Thursday, September 22, 2016

Clothed in Righteousness

So we've gone from Adam and Eve naked unaware in the garden to hiding, ashamed, in the bushes, seeking to find without being found, to Jesus being found in the garden and publicly shamed, finding the lost through His willingness to be found, even naked. There is but one scene left in this story, in the way that God weaves this fabric of nakedness and shame, of seeking and finding, through His narrative, and it comes in the empty tomb.

Well, the almost-empty tomb.

Because what we find when we go looking for the crucified Christ is not "nothing," as we so often say, but something very important - His discarded grave clothes, which He has taken the time to fold. This is the final word on shame. 

It's not that death is defeated, although that is a huge part of the almost-empty tomb. It's not that Christ is victorious, although we are thankful that He is. It's that creation has been restored to its original design; man, even this Man, is as He was meant to be. 

In finding the grave clothes, we find the last of the Fall undone. The empty tomb says, I do not need your hiding place, and the grave clothes say, I do not need your coverings. The two things that Adam and Eve scrambled to find after discovering their shame are discarded in the grave clothes - the bush and the fig leaves all over again. Only this time, they lie exposed.

We cannot overstate how eloquently God does all this, how seamlessly this story is woven back into itself so that we cannot help but notice this single thread.
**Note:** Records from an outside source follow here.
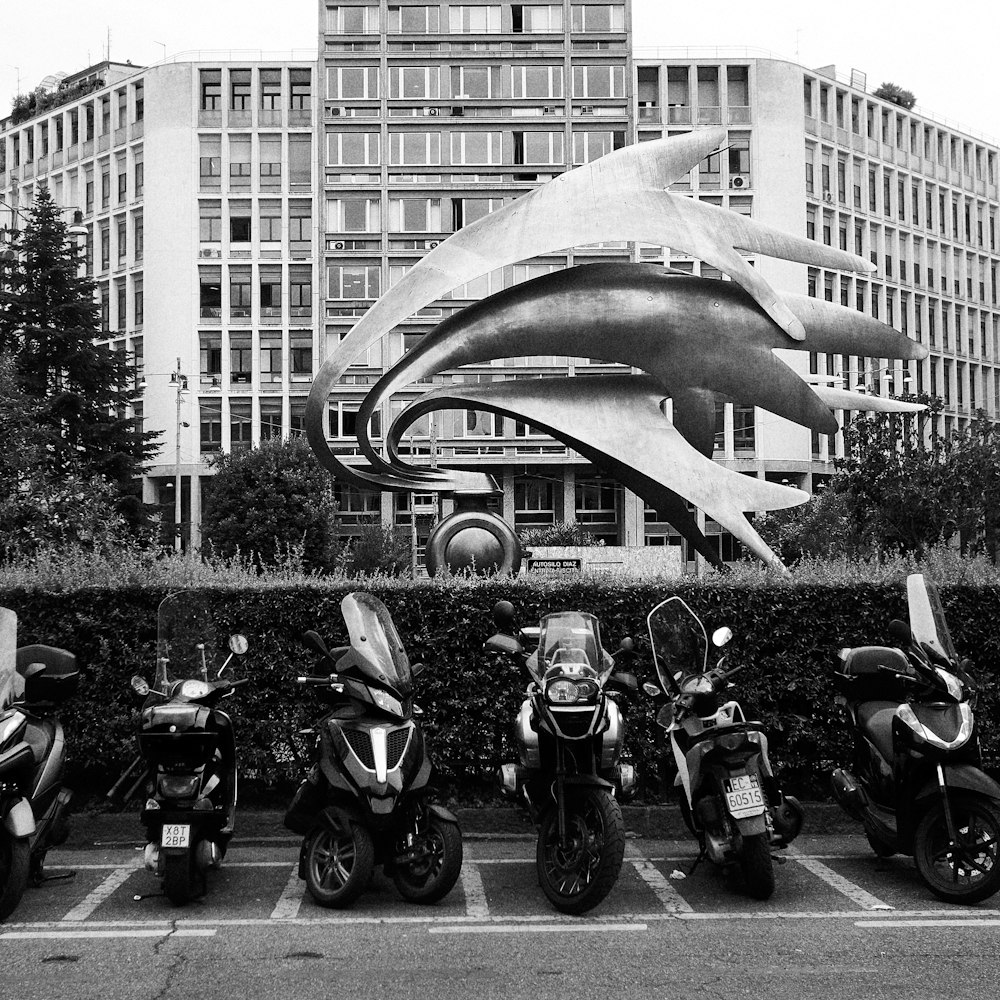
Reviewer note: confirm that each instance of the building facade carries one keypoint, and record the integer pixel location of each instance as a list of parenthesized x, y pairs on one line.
[(275, 201)]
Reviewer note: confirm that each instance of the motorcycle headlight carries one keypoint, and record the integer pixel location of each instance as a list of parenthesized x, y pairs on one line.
[(562, 691), (194, 690)]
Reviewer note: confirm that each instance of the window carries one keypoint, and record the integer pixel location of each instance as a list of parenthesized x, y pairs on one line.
[(239, 90), (353, 148), (270, 89), (464, 19), (345, 83), (356, 281), (476, 147), (211, 89)]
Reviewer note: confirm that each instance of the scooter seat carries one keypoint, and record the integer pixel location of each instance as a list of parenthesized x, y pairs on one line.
[(875, 719)]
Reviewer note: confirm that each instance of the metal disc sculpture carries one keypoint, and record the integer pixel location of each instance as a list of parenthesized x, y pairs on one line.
[(697, 341)]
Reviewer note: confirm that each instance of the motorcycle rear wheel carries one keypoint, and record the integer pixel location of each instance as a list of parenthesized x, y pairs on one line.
[(757, 866), (576, 878), (15, 863), (966, 872), (432, 877), (338, 863)]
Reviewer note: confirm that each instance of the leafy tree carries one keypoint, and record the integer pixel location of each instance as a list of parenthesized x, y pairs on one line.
[(895, 94), (272, 501), (79, 389)]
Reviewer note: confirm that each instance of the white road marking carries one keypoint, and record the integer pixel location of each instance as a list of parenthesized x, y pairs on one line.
[(853, 892), (95, 897), (670, 899), (572, 928), (290, 900)]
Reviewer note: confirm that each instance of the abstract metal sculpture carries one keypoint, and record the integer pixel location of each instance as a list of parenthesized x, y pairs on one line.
[(697, 340)]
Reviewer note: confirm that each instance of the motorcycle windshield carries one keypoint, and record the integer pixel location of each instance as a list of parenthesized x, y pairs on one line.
[(186, 647), (570, 641), (8, 656), (927, 621), (375, 639), (678, 641)]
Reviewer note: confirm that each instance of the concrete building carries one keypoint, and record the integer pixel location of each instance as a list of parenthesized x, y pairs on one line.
[(245, 213)]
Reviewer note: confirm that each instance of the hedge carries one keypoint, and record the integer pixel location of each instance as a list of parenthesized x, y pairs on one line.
[(785, 635)]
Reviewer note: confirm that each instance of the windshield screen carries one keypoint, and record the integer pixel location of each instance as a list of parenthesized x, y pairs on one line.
[(8, 655), (186, 647), (375, 639), (678, 639)]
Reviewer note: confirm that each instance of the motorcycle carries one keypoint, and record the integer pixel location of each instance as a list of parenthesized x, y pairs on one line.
[(34, 680), (186, 765), (730, 799), (365, 801), (916, 781), (569, 734)]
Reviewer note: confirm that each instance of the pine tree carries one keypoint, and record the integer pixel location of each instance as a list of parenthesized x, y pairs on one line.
[(50, 325)]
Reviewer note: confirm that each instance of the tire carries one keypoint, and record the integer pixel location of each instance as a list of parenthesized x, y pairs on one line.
[(757, 866), (432, 877), (339, 862), (179, 878), (971, 873), (578, 878), (15, 864)]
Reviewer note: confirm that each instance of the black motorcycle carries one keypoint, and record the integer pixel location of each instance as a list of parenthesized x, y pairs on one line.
[(569, 735), (916, 780), (34, 681), (366, 800), (186, 766), (730, 799)]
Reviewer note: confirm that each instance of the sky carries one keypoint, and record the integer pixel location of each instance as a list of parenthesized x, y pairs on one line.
[(942, 52)]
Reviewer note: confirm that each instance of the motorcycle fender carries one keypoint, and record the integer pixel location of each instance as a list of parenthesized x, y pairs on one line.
[(751, 825), (19, 820), (443, 814), (964, 777)]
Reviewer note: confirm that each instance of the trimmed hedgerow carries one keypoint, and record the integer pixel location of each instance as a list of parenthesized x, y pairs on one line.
[(786, 635)]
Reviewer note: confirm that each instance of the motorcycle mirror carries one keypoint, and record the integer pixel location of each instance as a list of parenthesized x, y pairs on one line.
[(503, 616), (722, 635)]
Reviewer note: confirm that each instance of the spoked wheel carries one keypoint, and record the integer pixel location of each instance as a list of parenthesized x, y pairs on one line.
[(15, 862), (181, 882), (578, 874), (968, 869), (757, 866), (339, 861), (437, 861)]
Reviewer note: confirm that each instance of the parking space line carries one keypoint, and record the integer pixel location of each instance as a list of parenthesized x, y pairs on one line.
[(95, 897), (290, 899), (670, 899), (844, 886)]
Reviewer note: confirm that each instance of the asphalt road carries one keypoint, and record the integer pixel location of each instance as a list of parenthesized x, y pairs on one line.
[(840, 924)]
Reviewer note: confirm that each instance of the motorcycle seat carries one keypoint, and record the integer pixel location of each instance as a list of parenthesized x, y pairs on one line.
[(875, 719)]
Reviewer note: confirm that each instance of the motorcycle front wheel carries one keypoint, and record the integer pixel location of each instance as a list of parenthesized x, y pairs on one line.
[(967, 870), (15, 862), (436, 866), (578, 874), (339, 863), (757, 866)]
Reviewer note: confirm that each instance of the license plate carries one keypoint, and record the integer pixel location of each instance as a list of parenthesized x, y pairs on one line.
[(744, 796), (175, 835)]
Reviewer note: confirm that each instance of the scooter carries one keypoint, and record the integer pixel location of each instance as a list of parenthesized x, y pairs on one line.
[(34, 680), (730, 799), (186, 766), (366, 799), (916, 781), (568, 734)]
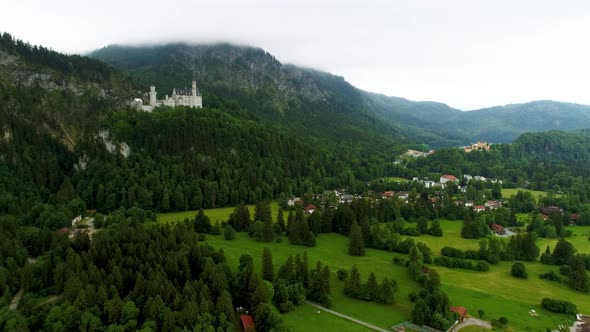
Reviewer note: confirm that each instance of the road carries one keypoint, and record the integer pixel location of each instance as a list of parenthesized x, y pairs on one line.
[(360, 322), (470, 322)]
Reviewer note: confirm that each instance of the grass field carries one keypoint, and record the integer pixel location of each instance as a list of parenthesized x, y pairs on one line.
[(495, 291), (218, 214), (508, 192), (306, 318), (331, 249)]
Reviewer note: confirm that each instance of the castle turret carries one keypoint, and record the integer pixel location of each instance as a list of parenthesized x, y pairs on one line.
[(153, 95)]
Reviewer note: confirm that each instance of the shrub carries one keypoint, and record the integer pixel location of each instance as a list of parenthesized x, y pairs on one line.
[(342, 274), (229, 233), (551, 275), (558, 306), (519, 271)]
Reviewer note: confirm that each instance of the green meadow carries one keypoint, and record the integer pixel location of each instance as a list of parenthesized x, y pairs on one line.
[(217, 214), (495, 292)]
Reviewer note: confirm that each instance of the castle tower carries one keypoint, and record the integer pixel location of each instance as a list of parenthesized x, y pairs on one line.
[(153, 95)]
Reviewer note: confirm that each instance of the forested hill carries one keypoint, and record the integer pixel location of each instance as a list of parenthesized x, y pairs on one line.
[(500, 124), (304, 100), (69, 138), (323, 104)]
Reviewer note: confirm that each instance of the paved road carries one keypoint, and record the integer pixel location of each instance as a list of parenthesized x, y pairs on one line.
[(470, 322), (360, 322)]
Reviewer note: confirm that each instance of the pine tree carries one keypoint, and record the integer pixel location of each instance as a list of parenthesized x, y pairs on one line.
[(385, 294), (577, 278), (267, 266), (435, 229), (268, 233), (281, 220), (356, 244), (372, 290), (352, 287)]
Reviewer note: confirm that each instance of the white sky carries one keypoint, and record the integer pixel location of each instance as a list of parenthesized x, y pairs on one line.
[(466, 53)]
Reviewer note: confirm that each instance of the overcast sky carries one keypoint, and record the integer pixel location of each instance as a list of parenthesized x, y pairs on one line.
[(466, 53)]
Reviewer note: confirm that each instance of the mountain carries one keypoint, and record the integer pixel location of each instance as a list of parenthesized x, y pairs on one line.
[(322, 104), (500, 124), (306, 100)]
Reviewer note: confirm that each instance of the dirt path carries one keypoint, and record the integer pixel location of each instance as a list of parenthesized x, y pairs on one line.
[(360, 322), (470, 322)]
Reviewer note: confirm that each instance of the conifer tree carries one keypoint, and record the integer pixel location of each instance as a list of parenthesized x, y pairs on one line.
[(281, 220), (356, 244), (352, 287), (267, 266)]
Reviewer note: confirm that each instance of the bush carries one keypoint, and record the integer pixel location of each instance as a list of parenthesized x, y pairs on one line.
[(551, 275), (342, 274), (558, 306), (519, 271), (229, 233)]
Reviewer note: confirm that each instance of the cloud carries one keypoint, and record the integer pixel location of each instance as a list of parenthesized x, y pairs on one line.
[(469, 54)]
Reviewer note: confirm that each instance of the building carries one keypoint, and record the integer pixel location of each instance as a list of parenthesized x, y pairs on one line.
[(479, 146), (460, 311), (447, 177), (498, 229), (180, 97)]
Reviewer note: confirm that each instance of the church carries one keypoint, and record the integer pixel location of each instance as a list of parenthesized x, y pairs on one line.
[(180, 97)]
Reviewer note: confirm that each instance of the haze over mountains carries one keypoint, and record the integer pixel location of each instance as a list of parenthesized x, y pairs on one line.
[(285, 92)]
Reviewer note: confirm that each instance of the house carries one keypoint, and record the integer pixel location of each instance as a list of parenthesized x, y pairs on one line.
[(549, 210), (460, 311), (309, 209), (479, 208), (76, 220), (479, 146), (247, 323), (492, 205), (294, 201), (498, 229), (448, 177), (429, 184), (403, 195), (387, 195), (346, 198)]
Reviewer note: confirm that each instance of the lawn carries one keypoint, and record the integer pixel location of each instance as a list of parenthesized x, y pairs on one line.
[(217, 214), (508, 192), (495, 291), (331, 249), (306, 318)]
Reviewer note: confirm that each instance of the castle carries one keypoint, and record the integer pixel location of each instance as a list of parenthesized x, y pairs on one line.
[(180, 97)]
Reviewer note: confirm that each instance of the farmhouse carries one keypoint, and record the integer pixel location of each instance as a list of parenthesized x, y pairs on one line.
[(479, 146), (498, 229), (460, 311), (447, 177), (309, 209), (479, 208)]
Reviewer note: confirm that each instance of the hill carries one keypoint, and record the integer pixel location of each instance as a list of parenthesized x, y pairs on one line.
[(306, 100)]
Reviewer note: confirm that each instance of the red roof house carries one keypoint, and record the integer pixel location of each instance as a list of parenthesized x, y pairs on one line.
[(247, 322), (448, 177), (461, 311), (479, 208), (498, 229), (309, 209)]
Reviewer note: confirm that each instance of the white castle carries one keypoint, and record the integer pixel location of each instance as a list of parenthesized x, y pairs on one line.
[(180, 97)]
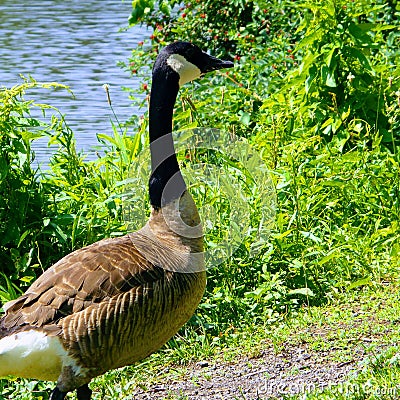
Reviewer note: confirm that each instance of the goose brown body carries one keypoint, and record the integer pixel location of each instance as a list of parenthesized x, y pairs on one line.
[(118, 300)]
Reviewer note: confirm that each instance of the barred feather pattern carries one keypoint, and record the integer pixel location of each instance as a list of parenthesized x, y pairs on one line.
[(118, 300)]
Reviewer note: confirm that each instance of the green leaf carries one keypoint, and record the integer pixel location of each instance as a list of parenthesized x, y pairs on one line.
[(304, 291), (361, 57)]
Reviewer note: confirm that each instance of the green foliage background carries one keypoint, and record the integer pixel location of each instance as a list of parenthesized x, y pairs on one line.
[(316, 88)]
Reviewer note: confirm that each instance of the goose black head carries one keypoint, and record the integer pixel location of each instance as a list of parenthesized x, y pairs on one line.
[(187, 61)]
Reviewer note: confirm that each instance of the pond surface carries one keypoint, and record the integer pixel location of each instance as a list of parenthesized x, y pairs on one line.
[(77, 43)]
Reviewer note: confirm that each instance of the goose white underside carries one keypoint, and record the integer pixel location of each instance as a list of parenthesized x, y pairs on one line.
[(32, 354)]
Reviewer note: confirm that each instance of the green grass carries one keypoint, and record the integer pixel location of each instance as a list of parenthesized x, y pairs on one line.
[(366, 318), (319, 102)]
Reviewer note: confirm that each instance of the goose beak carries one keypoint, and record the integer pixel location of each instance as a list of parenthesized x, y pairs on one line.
[(213, 63)]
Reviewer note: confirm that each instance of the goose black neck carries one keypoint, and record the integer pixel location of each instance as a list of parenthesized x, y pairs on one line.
[(166, 182)]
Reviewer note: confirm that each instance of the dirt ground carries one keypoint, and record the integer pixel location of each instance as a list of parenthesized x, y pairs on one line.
[(294, 370)]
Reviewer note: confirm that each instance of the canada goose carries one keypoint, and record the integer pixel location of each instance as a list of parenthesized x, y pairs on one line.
[(118, 300)]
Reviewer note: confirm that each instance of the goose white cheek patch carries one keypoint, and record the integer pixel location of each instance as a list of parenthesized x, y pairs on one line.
[(186, 70)]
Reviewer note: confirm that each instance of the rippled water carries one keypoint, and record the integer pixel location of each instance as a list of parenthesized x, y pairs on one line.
[(77, 43)]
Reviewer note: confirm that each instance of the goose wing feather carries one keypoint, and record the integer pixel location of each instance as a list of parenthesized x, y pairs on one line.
[(87, 276)]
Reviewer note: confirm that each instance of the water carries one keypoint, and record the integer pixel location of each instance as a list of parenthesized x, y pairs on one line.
[(77, 43)]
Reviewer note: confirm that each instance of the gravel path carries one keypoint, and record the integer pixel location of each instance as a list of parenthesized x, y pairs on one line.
[(270, 375)]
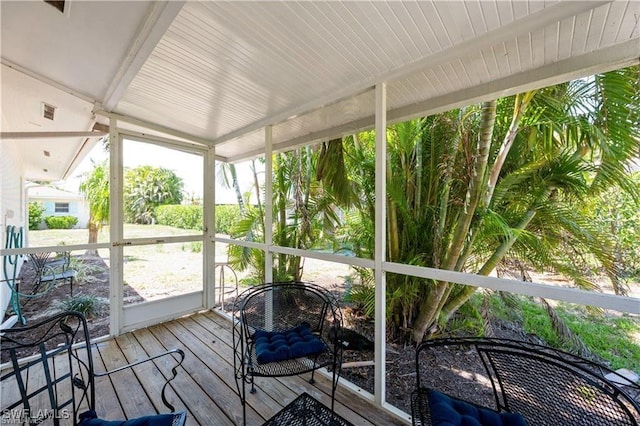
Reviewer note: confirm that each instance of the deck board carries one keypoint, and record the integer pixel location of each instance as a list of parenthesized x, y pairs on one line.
[(205, 386)]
But what of the resurrected Jesus?

What of Him, indeed. There's no record in the Scriptures of where He might have picked up an extra set of clothes; it certainly wasn't in the grave with Him. He took off all He had been given, the tender cloths He had been wrapped in my loving arms (see? fig leaves all over again...again!). We see Him on the road to Emmaus, talking with the disciples. We see Him on the seashores, frying some fish. We see Him in the upper room, meeting with His brothers. And in not one of these narratives do we hear mention of clothes (or lack thereof). So what's the deal? Was the resurrected Jesus naked or not? 

Yes. And no.

Yes, I think that the resurrected Jesus was naked. There's no other conclusion to be drawn from the fact that we find only His discarded clothes than that He was no longer clothed. However, I also know that the resurrected Jesus, just a few days earlier shamed by the world, was unashamed - the original state. So His nakedness was not even a thing. It didn't even matter, except in the grand theological scheme of it all. He wasn't ashamed by it. Others weren't ashamed by it. Nobody probably even noticed.

And if they did not, it is because this is also true: unashamed, He was clothed in righteousness. He was adorned in glory. The way we once were. The way we were created to be. Although we bristle in our modern sensibilities and fallen natures at the mere idea of a naked Jesus, the only thing on display here...was the fullness of God...

...who walks among us in the cool of the day. Unashamed.